China’s domestic issue today is shaken by the spread of Coronavirus disease (COVID-19). The disease started in Wuhan in the Hubei Province of China and it has since spread to the whole of China and even outside of this country. The spread of COVID-19 virus has severely slowed the Chinese economy. The trade with India has been impacted. Several Indian industries which depend upon raw materials from China, such as the pharma sectors have been impacted.

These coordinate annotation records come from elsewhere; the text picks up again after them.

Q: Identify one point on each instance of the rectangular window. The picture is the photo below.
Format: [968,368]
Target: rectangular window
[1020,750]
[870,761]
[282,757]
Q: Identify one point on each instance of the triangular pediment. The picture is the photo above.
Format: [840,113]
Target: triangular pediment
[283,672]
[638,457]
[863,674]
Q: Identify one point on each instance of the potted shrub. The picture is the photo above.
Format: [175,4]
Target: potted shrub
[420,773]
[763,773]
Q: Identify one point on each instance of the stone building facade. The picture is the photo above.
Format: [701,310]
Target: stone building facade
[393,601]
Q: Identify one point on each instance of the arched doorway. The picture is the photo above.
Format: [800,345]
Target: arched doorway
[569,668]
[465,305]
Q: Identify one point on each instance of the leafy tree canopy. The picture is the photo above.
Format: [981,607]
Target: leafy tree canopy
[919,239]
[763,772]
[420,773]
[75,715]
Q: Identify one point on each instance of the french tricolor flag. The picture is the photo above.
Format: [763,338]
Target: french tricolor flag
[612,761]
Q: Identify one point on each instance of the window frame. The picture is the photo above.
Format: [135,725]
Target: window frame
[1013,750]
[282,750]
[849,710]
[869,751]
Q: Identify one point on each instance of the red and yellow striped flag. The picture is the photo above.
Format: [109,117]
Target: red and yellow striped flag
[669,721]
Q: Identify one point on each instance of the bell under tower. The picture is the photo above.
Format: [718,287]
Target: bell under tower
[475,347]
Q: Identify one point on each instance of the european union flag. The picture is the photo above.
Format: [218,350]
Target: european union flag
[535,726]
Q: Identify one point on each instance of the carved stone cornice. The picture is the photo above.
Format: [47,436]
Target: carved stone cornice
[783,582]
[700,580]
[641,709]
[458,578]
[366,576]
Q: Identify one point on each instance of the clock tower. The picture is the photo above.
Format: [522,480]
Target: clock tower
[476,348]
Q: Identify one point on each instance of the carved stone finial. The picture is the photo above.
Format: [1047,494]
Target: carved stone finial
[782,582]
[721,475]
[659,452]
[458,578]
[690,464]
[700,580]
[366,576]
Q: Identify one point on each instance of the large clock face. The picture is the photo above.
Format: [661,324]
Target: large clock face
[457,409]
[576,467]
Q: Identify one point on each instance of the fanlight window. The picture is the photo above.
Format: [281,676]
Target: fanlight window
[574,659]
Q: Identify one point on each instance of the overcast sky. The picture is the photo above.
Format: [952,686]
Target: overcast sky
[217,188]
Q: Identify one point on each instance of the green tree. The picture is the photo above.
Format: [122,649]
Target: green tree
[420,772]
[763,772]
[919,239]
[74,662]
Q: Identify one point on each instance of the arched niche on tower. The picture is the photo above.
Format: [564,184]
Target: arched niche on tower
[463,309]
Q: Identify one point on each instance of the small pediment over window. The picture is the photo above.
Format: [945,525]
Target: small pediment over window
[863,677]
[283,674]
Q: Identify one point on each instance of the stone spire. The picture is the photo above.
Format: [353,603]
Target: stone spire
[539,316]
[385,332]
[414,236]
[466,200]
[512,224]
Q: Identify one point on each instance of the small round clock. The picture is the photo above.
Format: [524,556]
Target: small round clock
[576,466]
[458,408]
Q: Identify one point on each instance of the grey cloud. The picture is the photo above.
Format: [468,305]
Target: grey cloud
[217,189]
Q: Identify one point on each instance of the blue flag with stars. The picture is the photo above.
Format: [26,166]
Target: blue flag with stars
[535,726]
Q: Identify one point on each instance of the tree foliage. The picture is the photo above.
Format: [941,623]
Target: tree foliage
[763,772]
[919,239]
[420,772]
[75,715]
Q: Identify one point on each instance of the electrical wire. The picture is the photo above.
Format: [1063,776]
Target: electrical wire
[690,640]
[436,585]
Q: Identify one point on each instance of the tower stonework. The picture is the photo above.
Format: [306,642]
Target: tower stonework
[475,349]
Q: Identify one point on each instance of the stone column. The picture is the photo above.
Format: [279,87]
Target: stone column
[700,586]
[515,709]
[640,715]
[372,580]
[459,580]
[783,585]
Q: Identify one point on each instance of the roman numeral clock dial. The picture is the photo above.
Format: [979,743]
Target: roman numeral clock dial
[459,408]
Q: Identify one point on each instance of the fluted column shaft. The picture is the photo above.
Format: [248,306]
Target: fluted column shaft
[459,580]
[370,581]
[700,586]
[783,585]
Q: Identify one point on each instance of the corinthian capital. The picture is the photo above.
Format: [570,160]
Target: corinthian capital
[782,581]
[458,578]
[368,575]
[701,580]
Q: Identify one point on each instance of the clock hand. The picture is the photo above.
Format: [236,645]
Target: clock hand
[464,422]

According to the Confederation of Indian Industry, China supplies 43 per cent of India’s import of the top 20 goods, including mobile handsets (7.2 billion), computers (3 billion), integrated circuits and other inputs (7.5 billion), fertilisers (1.5 billion) and antibiotics (1.1 billion). As such, the coronavirus pandemic in China is already impacting inputs into the Indian industry which may adversely impact small businesses and jobs. The industries representatives have also requested the government for a ‘force majeure’ situation which provides relief to companies to default on contract obligations.
The COVID-19 virus which started in the northern part of China has since spread to its southern region and this should alarm Sikkim and Sikkimese. The Chinese provinces which are nearest to Sikkim such as Sichuan and Yunnan have recorded confirmed cases of COVID-19. By 19 February 2020, Sichuan confirmed 519 confirmed cases (186 cured) with 3 deaths, Yunnan confirmed 173 cases (60 cured with one death. The data from TAR could not be retrieved, but going by the statistics, there should be no doubt that TAR too has cases of COVID-19 virus.
The eminent danger and threat perception of COVID-19 virus would create a problem for Sikkim. The future of border trade which is going to be open soon looks bleak. If the situation does not improve with regards to the COVID-19 virus in China then we won’t be seeing trade taking place at Nathu La for the year 2020-21.
Thus, to conclude, it becomes clear that the interest, challenges and goals of the Sikkimese and Sikkim have always been directed and bounded under the larger structure of the Sino-Indian relations. This is not something new and it is here to stay.
The author is Sangay Lachenpa, a Research Scholar at Jawaharlal Nehru University, New Delhi.